Source: Dr. Bill Musgrave, American Gold Exchange
Austin— Gold finished 0.1% lower after Fed Chair Ben Bernanke kept mum on future monetary easing in testimony before the Senate today. While he acknowledged recent economic data as "generally disappointing" and reaffirmed his position that the Fed "is prepared to take further action," he stopped short of delivering specifics about when or whether he would undertake a third round of quantitative easing (QE3). Pressuring gold, the dollar rose on the lack of easing news. Another round of QE would be negative for the dollar and positive for gold because it is akin to printing new money, debasing the currency and increasing the risk of long-term inflation. Silver finished virtually even while platinum and palladium gained 0.2% and 1%, respectively.
At the close: August gold for dipped $2.10 to $1,589.50; September silver lost 1 cent to $27.32; October platinum gained $3.40 to $1,420.70; and September palladium picked up $5.50 to $583.35 an ounce.
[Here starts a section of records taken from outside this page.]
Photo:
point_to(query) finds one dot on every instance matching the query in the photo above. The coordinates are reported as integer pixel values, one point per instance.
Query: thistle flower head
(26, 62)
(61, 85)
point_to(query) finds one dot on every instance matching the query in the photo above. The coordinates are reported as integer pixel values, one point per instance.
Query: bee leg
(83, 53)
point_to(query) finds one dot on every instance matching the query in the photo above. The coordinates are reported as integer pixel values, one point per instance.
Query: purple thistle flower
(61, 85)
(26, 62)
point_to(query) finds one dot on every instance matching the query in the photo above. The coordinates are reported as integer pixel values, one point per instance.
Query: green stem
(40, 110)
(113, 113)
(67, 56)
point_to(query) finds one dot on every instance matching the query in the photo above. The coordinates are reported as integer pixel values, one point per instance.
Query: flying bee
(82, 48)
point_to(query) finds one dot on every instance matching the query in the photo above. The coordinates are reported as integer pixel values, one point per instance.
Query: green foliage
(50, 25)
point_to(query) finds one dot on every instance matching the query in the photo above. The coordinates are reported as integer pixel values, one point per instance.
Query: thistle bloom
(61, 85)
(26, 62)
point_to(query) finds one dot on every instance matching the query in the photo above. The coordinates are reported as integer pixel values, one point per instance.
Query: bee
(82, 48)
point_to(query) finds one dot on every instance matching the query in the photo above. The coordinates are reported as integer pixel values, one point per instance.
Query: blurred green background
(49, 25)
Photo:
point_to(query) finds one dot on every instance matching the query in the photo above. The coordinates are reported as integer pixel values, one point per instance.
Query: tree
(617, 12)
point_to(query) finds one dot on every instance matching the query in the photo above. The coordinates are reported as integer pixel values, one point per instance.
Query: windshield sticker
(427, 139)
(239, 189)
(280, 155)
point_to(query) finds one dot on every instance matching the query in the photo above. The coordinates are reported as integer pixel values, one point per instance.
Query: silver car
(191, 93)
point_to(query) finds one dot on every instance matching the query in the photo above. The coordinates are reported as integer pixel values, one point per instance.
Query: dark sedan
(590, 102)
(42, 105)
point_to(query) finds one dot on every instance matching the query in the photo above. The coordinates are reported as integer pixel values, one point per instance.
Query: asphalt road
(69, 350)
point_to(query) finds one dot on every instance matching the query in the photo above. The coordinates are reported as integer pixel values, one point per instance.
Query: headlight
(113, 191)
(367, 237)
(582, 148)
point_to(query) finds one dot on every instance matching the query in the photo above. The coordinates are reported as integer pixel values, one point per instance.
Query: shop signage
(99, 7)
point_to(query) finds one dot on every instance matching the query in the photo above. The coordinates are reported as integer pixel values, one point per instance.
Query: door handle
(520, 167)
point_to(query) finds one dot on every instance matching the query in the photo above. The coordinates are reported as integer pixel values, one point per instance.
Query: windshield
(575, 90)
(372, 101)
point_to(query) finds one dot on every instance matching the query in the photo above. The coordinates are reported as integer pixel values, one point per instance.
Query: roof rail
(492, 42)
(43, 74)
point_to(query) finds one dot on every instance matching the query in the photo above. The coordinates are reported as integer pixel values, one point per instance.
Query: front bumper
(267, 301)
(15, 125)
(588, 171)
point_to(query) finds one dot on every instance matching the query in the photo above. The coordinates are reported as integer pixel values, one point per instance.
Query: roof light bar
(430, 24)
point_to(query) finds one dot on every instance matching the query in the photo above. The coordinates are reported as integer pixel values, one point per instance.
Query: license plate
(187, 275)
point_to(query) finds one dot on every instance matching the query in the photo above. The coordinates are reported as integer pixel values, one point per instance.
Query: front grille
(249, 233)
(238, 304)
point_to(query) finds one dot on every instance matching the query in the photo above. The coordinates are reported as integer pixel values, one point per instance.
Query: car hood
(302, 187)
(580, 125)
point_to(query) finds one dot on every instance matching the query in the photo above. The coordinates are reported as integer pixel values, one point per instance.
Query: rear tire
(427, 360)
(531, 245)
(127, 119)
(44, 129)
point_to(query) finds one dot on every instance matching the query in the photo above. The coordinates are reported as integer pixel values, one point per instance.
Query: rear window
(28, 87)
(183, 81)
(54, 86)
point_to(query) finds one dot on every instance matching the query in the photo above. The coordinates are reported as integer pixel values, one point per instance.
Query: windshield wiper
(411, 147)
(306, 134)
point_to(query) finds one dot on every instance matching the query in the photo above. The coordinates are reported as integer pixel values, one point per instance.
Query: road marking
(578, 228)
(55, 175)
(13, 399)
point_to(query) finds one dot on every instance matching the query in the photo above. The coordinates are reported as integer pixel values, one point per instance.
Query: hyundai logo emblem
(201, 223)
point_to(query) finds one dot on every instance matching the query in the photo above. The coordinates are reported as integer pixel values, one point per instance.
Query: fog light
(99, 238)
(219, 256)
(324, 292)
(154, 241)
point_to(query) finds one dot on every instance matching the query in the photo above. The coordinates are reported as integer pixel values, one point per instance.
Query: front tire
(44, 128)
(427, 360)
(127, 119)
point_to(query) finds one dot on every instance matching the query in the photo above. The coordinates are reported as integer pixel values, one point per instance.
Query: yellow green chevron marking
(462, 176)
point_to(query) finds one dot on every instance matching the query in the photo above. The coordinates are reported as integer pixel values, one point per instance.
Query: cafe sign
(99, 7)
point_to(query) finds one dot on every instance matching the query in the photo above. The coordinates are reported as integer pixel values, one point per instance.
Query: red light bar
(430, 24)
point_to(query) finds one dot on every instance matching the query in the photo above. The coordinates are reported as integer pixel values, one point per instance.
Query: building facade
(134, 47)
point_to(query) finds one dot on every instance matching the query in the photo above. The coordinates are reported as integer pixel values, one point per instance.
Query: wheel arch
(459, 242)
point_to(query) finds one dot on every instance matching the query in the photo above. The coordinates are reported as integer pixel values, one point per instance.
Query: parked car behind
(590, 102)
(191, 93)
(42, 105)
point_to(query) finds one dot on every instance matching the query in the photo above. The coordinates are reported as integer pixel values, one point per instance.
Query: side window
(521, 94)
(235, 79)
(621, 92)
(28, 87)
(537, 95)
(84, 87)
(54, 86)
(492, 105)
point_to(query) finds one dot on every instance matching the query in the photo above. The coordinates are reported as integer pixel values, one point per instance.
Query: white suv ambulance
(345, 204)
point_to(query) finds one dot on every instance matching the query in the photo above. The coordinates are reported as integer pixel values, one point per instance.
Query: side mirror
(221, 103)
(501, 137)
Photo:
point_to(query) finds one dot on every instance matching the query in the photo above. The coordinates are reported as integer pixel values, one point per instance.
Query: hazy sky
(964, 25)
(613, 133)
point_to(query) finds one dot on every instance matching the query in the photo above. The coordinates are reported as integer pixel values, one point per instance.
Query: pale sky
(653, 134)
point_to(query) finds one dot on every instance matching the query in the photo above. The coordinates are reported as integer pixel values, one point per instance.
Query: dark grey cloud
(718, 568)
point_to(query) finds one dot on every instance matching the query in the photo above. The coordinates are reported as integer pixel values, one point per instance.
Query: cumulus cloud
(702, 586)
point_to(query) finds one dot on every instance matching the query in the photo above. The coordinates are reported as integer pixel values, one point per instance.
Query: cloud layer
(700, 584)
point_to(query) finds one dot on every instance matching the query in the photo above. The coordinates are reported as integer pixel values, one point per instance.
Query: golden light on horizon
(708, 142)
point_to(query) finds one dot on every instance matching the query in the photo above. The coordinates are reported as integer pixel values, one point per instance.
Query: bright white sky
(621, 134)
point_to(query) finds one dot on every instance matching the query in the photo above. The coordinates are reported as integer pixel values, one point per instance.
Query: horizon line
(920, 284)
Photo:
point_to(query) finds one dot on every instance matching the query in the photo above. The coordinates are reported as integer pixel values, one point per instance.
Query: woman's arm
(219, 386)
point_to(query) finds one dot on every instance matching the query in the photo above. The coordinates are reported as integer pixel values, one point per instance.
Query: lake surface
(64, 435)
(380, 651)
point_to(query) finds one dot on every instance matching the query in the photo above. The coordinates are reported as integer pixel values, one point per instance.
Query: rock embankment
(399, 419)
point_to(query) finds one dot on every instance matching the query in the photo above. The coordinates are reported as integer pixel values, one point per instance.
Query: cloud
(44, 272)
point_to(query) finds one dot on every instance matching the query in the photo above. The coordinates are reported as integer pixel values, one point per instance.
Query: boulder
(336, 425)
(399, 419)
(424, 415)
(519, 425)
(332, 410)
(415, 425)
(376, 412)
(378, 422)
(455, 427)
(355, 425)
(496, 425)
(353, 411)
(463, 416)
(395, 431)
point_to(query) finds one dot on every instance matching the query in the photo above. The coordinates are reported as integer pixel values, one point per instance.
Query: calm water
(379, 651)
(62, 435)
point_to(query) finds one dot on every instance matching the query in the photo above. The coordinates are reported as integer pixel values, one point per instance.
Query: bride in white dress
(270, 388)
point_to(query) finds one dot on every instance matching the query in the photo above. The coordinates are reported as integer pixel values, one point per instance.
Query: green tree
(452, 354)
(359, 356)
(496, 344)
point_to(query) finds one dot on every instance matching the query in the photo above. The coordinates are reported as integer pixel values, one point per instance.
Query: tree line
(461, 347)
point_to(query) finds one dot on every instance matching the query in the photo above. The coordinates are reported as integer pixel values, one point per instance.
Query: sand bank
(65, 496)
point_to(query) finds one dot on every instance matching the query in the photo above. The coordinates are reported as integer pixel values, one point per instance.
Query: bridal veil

U.S. consumer prices were almost flat in June as dropping energy costs offset a slight rise in food costs. The core inflation rate (CPI), which the Fed uses to set interest rate policy, dropped to 2.2% from 2.3% last month, in line with its falling trend since the winter. A dropping CPI gives the Fed more room to ease, since maintaining price-stability is one of its mandates. Many analysts still see QE3 on the horizon, perhaps as early as the late-July FOMC meeting in Jackson Hole, where QE2 was announced in 2010, coincidentally. The gold price rallied by more than 85% during QE1 and QE2, when the Fed added more than $2.3 trillion to its balance sheet by purchasing long-term bonds.